March 11, 2009 by Canadian Underwriter
Thanks in part to a fundamental shift in the debt market, the era of private equity-leveraged buyouts in the insurance broker sector is over, and a new era of broker-led acquisitions has begun, Standard & Poor’s says in a new report.
The contraction of credit in the markets “has disrupted the private equity acquisition model predicated on cheap debt and strong cash flow generation,” says the S&P’s report, Big Insurance Brokers Set Up While Private Equity Steps Out of the Acquisition Game.
“As such, we expect that future acquisitions will be predicated on larger brokers acquiring smaller brokers with the goal of enhanced economies of scale.”
The lack of credit available to the private equity firms is only one part of the dynamic leading to this shift, the S&P’s report notes. In addition, an amended settlement with the New York State Attorney General in May 2008 has levelled the playing field between global brokers and private equity firms.
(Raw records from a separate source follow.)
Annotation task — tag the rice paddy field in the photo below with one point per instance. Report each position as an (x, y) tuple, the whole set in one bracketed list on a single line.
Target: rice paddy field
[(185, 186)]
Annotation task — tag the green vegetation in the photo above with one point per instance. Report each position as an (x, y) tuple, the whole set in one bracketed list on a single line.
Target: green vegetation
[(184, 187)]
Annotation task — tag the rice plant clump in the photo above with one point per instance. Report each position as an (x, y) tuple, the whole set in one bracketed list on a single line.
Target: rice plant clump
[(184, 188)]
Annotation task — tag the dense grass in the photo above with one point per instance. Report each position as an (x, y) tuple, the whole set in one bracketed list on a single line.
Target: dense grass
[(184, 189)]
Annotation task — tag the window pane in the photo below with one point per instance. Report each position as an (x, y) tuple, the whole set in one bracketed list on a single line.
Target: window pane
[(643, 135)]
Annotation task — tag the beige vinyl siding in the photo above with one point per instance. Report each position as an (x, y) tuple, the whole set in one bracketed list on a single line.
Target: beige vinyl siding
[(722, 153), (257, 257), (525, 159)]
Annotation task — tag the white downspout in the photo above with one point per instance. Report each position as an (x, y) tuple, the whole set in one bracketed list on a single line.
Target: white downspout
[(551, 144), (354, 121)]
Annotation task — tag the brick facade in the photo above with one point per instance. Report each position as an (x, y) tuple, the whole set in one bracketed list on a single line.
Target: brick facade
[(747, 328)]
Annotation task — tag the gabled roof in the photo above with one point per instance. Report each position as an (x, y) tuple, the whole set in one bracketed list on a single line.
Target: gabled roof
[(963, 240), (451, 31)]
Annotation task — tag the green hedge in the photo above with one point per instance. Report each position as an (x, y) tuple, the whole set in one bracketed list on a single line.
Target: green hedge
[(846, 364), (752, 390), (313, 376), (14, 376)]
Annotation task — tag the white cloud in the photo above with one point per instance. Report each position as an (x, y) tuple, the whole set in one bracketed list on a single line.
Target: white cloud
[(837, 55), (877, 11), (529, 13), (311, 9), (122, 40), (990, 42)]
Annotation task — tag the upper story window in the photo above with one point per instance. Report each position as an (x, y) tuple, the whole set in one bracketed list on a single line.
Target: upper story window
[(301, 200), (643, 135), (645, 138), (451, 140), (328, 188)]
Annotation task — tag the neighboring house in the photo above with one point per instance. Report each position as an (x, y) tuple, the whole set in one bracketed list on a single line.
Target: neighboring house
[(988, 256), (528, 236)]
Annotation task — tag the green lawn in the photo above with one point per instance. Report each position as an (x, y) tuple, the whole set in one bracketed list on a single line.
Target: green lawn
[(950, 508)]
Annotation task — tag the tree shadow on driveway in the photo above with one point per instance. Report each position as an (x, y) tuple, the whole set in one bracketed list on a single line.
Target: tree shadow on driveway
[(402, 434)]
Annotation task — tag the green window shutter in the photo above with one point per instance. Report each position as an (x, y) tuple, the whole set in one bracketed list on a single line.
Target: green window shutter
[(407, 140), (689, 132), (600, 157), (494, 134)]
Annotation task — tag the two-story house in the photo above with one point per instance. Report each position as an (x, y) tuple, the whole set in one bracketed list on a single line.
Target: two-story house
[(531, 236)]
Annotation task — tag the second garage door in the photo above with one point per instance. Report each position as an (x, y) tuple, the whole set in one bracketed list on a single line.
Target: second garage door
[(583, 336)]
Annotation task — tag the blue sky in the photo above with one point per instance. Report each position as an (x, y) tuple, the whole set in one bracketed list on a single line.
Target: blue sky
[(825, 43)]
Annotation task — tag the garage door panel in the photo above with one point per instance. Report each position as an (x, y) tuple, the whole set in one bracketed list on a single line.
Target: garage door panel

The May 2008 settlement “allows the global brokers an extended period of three years for collecting contingent commissions from acquired companies,” the report notes.
Previously, as of 2004, a global broker pursuing an acquisition had to factor the immediate suspension of contingent commissions when assigning value to a target, which placed the global brokerage at a competitive disadvantage to the private equity firms.